Fendar ne demanda pas plus de justification que cela, même si son regard en disait long. A force d’être surveillé par lui, Mérit connaissait son comportement tout comme lui et elle su donc tout de suite qu’il la croyait, mais qu’il savait très bien qu’il y avait anguille sous roche. Il n’insistait jamais avec elle, mais était toujours là, quelque part, à veiller sur elle, tout simplement parce qu’elle était la sœur d’Harleen et espérait gagner ses faveurs. Il resta donc pas trop loin, au cas où son cheval s’agite à nouveau, soit disant. Au moins, Mérit fut reconnaissante qu’il reste en retrait et n’essai pas d’en apprendre d’avantage. Il lui laissa de l’espace et le silence dont elle semblait tant avoir besoin pour le moment. Néanmoins, celui-ci ne dura que jusqu’au dépassement de la frontière. Foulant enfin leur terre, Mérit fut de nouveau approchée. Par sa sœur. Cette fois-ci, Mérit vu venir la personne et se tendit immédiatement, redoutant tout de suite ce qu’elle allait dire. Leur relation n’était pas celle qu’on pouvait s’attendre entre sœurs et elles ne s’approchaient que peu de fois, même si ça avait évolué depuis la tragédie de l’année dernière. Mérit n’avait pas peur de sa sœur. Elle avait peur de ce qu’elle avait peut-être pu voir, pu savoir et de ses réactions si elle savait. Donc lorsque son aînée vint au but et lui demanda de discuter en privé avec elle après le souper, Mérit acquiesça bien sûr, mais au fond sa nervosité quadrupla.

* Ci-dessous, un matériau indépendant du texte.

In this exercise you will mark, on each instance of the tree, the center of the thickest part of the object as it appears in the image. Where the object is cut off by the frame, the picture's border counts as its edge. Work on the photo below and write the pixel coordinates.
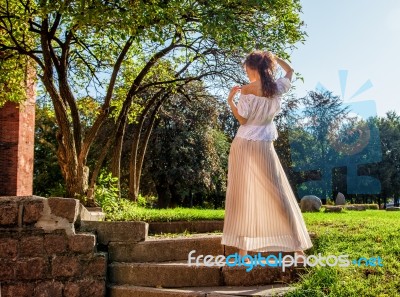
(311, 138)
(188, 151)
(80, 48)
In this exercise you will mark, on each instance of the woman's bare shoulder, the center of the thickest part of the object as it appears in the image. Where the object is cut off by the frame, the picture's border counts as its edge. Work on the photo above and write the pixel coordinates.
(251, 88)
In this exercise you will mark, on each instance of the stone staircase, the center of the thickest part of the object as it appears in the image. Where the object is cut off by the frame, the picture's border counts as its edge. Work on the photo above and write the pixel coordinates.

Jusqu’à ce rendez-vous, Mérit ne pensa plus qu’à ça. Se demandant pourquoi Harleen voulait lui parler en privée. Aucun doute, ça avait un rapport avec le Jour du Serment, mais avec quoi précisément ? Avait-elle noté son trouble ? Pour son Don… Avait-elle deviné ? Mérit n’en savait rien et c’est ce qui l’angoissait. Elle avait bien essayé à plusieurs reprises d’en discuter avec Harleen, son père et même à Fendar, mais rien à faire. Elle ne trouvait jamais le bon moment et encore moins les bons mots. Même si Erik la calma et la détendit lorsqu’ils rentrèrent au château, celui-ci ne réussit pas à ôter son angoisse. Comment y arriver sans même savoir de quoi il s’agissait ? C’est donc avec la boule au ventre que Mérit se présenta dans les quartiers d’Harleen. Même si cette dernière se leva, la simple vision de sa soeur assise entrain de tranquillement siroter un verre de vin fut suffisante pour l’intimidée d’avantage. Elle ne pouvait quand même pas rester au bas de la porte. Prenant une grande inspiration, Mérit s’avança lentement et sûrement vers le fauteuil libre dans lequel on avait l’impression qu’elle s’enfonçait tellement elle était petite, menue et peu confiante. D’ailleurs, ses doigts étaient subtilement dissimulés sous le fin gilet de laine que Mérit portait pour ne pas prendre froid, la température se rafraîchissant encore lorsque la nuit tombait. De cette façon, l’entrelacement ainsi que le tremblement de ses doigts passés inaperçus.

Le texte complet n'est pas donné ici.